I’ve never been big on Metal Gear’s control scheme and when you add that to the layout of the Gamecube controller, you can only wonder as to how I feel about this game’s handling. My biggest complaint is the combining of the equip weapon/item buttons with the ability to peek around corners. I can’t remember how many times I would try to peek around a corner, only to have the menu to equip a weapon pop up, cycle through several times, land on a weapon I didn’t want, then Snake would spin out of control into a hallway full of guards. What is more irritating is the fact that the PS2 controller has more buttons and they still married these two actions to the same button.

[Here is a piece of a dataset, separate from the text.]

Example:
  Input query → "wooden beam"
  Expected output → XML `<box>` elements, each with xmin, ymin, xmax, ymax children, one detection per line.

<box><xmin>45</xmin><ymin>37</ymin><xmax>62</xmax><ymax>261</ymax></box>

Zooming with either sniper rifle involves the B and X button, which happen to be the farthest from one another. In order to bring up the codec, you have to press the A button in conjunction with the Start button, which I found to be a little odd. My only other complaint is the fact Snake has two speeds, running & sneaking, nothing in between. Granted, this game is more of a facelift than an out-and-out remake of the original, however, it’s been six years since the original Metal Gear Solid was released and not one change or innovation has been made to the control scheme. I will say that assigning first person mode to the Z button was a good choice, felt comfortable and worked well with the A/fire button. Maybe I’ve been spoiled by Splinter Cell and its control scheme, but I certainly prefer it over the Metal Gear Solid one.

I’m sure others will agree with me when I say that one of the best things about the Metal Gear games are the boss battles. Every battle is unique, each boss has their own ability and each one requires a different strategy. No two boss battles are the same, although you do run into a couple of them more than once, and even then they’re not usually the same as before. They’re tense, full of action and a lot of fun. Cut scenes and codec conversations aside, the game moves at a pretty brisk pace, which in turn is one of its downfalls. An experienced gamer, especially one who has played the original, could finish the game in an afternoon. To make matters worse, you probably spend more time watching cut scenes and in codec conversations than you do actual game play. If someone had enough time on their hands, which I might with Winter coming up, I’d like to see how much time is spent in each area. I like the cut scenes as much as anyone else, but there are just too many of them. When I got close enough to the end of the game and had put most of the plot together I started to skip them and fast forwarded through all the codec conversations. Just get me to the action damn it!

With most games, there are the little things that can get irritating at times. How many times does one need to receive a codec call at the worst possible time? Why have hand-to-hand combat with bosses and regulate Snake to one move, a punch punch kick combo? Characters are introduced, say their lines and then disappear never to be heard again? Why even bother?. And don’t get me started on the dialogue in the game. Why does Snake answer everything with a question? Like Dan mentioned in his review, for example:

Colonel: You need you to enter the secret base and defuse the bomb.
Snake: Secret base?
Colonel: Yes, the secret base located in the Alaska.
Snake: In Alaska?

All these aggravating things aside, The Twin Snakes is still a fun gaming experience, especially if you weren’t around for the original release six years ago. It’s too bad that MGS 2 left a bad taste in many gamers’ mouths because The Twin Snakes is what Sons of Liberty should have been. A storyline that people could half-ass follow, plenty of action to keep you on your toes and a game where you could play as Snake from beginning to end. Granted the controls could use some work and there’s enough plot here for three more games, but this was THE game six years ago and even though it’s starting to show it’s age, it’s still a lot of fun. There is some replay value here, alternate endings and a few fun bonuses, however, unless you plan on keeping this game for your private collection, rent it for the week. Chances are you’ll have it finished before it’s due back.